Un día después, la noche de un veinticinco de diciembre, un auto gris que arribaba por la panamericana tomó la curva para ingresar al pueblo. Lo primero que divisó el doctor Fernández fue la cabaña de madera y piedra con su cubierta de tejas vidriadas. Sus amplios ventanales parpadeaban al ritmo de la navidad. Más allá, el pueblo brillaba en su totalidad, las luces navideñas se extendían por la blanca explanada a lo largo del río y al fondo comenzaban a ascender por las colinas hasta las casas más lejanas. ¡La natividad estaba en su esplendor!, el doctor estacionó el auto y entró en la casa cargado de regalos. «¡Nidia, Nidia!», la llamó por su nombre. Nadie contestó, solo esa musiquita cansina de la navidad saturaba el ambiente. La buscó en el cuarto de huéspedes donde ella solía posar, luego subió a la alcoba principal. La puerta estaba cerrada desde dentro. Sacó la llave de uno de sus bolsillos y la abrió. En la cama, impecablemente tendida, reposaba la carta dentro del sobre lacrado.

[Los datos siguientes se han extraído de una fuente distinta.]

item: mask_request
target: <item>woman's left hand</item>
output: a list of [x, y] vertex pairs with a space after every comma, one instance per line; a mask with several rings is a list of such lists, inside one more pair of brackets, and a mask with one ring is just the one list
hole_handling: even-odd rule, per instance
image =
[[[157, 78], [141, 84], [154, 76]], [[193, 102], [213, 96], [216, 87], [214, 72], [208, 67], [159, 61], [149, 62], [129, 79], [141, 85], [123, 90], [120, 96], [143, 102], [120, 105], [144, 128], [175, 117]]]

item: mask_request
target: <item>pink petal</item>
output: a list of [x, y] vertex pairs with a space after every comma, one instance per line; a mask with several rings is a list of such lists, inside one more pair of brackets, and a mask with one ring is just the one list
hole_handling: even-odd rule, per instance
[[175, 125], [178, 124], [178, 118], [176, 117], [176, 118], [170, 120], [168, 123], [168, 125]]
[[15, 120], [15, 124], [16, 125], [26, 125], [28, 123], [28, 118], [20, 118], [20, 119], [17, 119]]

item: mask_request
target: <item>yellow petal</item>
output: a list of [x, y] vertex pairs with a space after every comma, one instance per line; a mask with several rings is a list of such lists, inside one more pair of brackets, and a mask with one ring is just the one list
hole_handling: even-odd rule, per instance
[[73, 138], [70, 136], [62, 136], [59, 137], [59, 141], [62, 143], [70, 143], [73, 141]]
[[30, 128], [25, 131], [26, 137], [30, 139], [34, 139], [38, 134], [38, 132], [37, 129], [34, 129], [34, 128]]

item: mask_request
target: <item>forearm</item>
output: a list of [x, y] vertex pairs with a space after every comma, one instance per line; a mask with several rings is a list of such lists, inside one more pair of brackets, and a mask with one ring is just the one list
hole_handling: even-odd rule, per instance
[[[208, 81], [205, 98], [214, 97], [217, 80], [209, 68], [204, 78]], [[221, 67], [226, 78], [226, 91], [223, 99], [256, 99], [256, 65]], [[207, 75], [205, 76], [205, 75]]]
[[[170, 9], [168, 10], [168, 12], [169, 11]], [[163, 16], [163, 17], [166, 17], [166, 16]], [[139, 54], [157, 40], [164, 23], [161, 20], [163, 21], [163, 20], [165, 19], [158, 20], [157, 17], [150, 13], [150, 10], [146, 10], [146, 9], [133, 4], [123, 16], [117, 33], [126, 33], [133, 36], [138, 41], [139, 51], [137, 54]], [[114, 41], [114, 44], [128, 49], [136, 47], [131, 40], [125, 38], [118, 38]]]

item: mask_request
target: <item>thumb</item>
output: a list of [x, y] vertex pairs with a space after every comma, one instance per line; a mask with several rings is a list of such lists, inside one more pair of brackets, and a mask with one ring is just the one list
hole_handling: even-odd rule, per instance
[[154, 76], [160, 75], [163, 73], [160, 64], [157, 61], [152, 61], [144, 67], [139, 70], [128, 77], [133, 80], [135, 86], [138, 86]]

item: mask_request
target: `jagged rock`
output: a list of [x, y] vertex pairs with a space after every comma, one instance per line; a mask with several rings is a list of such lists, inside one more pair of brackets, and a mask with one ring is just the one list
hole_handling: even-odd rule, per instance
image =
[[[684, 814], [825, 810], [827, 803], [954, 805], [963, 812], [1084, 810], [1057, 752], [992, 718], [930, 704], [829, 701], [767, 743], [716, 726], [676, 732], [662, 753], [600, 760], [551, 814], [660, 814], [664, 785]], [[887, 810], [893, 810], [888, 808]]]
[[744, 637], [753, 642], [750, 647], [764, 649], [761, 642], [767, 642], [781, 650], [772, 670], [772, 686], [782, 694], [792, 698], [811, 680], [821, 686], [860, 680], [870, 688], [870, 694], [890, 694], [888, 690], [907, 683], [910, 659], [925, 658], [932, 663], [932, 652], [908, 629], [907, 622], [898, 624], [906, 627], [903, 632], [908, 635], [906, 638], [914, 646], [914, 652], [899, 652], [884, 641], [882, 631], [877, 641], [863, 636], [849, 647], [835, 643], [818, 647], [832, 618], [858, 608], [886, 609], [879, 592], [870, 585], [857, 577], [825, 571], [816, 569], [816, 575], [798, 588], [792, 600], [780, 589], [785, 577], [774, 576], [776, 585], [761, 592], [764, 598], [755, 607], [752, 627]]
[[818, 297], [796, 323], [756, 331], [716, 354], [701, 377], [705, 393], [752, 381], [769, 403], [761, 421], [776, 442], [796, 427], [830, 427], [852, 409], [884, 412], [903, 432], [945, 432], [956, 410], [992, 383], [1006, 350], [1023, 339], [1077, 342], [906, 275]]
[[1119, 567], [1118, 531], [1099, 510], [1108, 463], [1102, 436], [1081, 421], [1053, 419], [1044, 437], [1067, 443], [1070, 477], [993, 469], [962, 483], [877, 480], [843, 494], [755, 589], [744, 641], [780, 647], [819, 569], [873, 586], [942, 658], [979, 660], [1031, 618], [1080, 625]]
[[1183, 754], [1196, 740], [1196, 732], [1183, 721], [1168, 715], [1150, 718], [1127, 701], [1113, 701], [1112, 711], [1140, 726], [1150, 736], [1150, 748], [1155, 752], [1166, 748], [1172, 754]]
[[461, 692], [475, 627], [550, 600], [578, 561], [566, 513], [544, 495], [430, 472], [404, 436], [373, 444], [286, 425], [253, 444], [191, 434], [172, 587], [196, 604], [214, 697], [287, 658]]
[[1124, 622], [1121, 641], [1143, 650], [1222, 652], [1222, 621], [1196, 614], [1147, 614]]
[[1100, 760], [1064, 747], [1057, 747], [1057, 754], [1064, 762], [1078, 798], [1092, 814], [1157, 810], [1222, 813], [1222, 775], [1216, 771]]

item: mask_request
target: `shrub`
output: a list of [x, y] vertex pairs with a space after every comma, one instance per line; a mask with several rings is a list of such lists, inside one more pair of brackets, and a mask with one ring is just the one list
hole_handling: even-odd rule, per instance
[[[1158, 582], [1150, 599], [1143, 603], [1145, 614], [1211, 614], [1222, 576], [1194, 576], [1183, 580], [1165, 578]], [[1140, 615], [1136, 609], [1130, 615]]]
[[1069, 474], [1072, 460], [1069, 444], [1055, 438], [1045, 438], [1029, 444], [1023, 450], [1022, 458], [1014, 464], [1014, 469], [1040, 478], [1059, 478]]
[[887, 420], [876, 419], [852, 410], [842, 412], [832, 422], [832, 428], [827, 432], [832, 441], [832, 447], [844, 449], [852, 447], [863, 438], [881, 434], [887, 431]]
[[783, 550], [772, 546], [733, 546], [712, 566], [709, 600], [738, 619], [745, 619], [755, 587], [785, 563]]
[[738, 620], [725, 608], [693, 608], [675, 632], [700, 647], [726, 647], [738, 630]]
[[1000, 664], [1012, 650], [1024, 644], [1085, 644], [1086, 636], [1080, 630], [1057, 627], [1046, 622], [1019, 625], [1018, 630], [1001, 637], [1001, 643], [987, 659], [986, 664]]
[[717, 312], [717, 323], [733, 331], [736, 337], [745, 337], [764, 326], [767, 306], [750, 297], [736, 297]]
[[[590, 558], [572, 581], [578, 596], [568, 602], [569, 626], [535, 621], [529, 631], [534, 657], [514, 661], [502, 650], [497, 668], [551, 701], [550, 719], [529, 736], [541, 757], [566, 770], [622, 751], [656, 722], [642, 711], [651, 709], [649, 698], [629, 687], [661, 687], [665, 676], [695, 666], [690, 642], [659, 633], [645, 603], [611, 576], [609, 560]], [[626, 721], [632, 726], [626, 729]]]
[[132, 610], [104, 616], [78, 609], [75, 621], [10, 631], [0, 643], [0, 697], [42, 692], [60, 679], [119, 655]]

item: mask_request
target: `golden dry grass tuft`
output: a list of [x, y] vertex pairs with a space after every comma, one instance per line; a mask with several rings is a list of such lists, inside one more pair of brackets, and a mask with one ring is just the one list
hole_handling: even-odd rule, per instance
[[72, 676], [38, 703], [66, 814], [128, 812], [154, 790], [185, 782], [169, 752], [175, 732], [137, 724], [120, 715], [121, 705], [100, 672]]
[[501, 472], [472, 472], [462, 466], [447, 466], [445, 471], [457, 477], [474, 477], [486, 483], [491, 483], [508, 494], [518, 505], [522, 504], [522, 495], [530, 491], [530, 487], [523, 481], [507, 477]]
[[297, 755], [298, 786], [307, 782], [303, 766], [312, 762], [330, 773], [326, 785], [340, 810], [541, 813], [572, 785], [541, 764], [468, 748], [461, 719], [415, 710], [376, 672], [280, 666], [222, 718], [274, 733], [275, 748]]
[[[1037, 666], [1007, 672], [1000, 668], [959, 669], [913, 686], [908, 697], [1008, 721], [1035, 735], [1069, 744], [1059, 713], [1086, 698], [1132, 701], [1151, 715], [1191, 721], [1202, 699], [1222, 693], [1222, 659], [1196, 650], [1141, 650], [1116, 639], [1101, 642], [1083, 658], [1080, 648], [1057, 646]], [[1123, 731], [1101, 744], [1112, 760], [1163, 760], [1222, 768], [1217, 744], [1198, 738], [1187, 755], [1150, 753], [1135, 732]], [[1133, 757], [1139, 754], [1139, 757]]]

«Nidia, ¿estas allí?», preguntó en voz baja, mientras se dirigía al baño que mantenía la luz encendida. Cuando abrió la puerta se estremeció: el líquido en la tina estaba a tope, el espejo de agua teñido de sangre, recortaba el contorno de sus senos a nivel de los pezones. Su cuerpo, con la cabeza inclinada hacia atrás, parecía haber alcanzado al fin la paz. Se acercó al cadáver y tocó sus hombros, estaban rígidos. Respiró profundo para no perder la cordura. La tomó por las axilas y la sacó de la tina. Desnuda y desvalida, la mujer se tendió como un molusco fuera de su valva. Sus brazos, expuestos a la luz, dejaban ver los tajos profundos en sus muñecas.

Unos días antes de la navidad siguiente, y de todas las navidades subsecuentes, la mujer se despertaba de un sueño profundo y salía en busca de su perro. Sabía que Luzbel reposaba bajo la vieja magnolia, lo sabía: porque lo veía en sus sueños.